Il lui fallait juste un peu plus d’espace, d’air et de piment. Et à cette époque-là, Paris était encore Paris, comme il le raconte dans une interview de 2018 disponible sur YouTube. Et cette effervescence, cette gouaille, tout cela l’enchantait. Un jour, il fait la connaissance d’une jeune Suédoise venue suivre des cours de danse flamenco à Paris. Celle-ci l’emmène au Catalan, un «tablao» (local où se tiennent des spectacles de flamenco) où se produisent, pour des cachets de misère, les plus grands noms du chant et de la danse flamencos de l’époque. Cet art est encore un spectacle d’initiés.
«J’ai tout de suite été séduit par ce chant de folie, même si j’ai cru ce jour-là que les artistes chantaient faux à certains moments. Mais mon amie suédoise m’avait alors expliqué que le flamenco comporte des quarts de ton, des notes intermédiaires auxquelles nous ne sommes pas habitués dans la musique occidentale. Et comme les artistes venant se produire au Catalan avaient besoin de photos, je me suis fait une place petit à petit dans ce monde qui me fascinait par son absence totale de retenue, par sa totale impudeur sentimentale», expliquait le photographe, qui travaillait en couleur pour la publicité – son gagne-pain – mais qui ne travaillera qu’en noir et blanc pour sa nouvelle passion, le flamenco.
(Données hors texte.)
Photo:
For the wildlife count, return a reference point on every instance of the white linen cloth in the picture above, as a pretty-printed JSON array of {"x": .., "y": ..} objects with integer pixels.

C’est l’indignité de la mort de son ami qui a poussé le journaliste Michel Mompontet à dénoncer sur France Info cette effarante démonstration d’indifférence collective. L’occasion aussi de compenser en partie cette honte en rappelant qui était cet homme abandonné sur un trottoir et dans le froid. «René était un merveilleux ami de flamenco. Sa modestie, sa douceur, son humour pince-sans-rire… C’était quelqu’un d’exquis. Et un humaniste: dans son quartier, il s’occupait des personnes en difficulté. J’avais 20 ans, il en avait vingt-cinq de plus quand nous nous sommes rencontrés. Nous partagions avec la même intensité cette passion, au point que 99% de nos conversations tournaient autour du flamenco. Il avait connu toute une génération d’artistes mythiques. Il était un grand témoin de cet art. Et les artistes de flamenco l’appréciaient beaucoup. Ils l’autorisaient à être présent dans leurs réunions d’après-concert, pour la pratique du flamenco familial, où ne sont pas tolérés d’habitude les appareils photos, explique le journaliste. Mais René n’en tirait aucune vanité. Il parlait extrêmement mal l’espagnol et pourtant les artistes et lui se comprenaient parfaitement. Il a fait des images cultes, comme celles, iconiques, de Paco de Lucía ou de Camarón de la Isla.»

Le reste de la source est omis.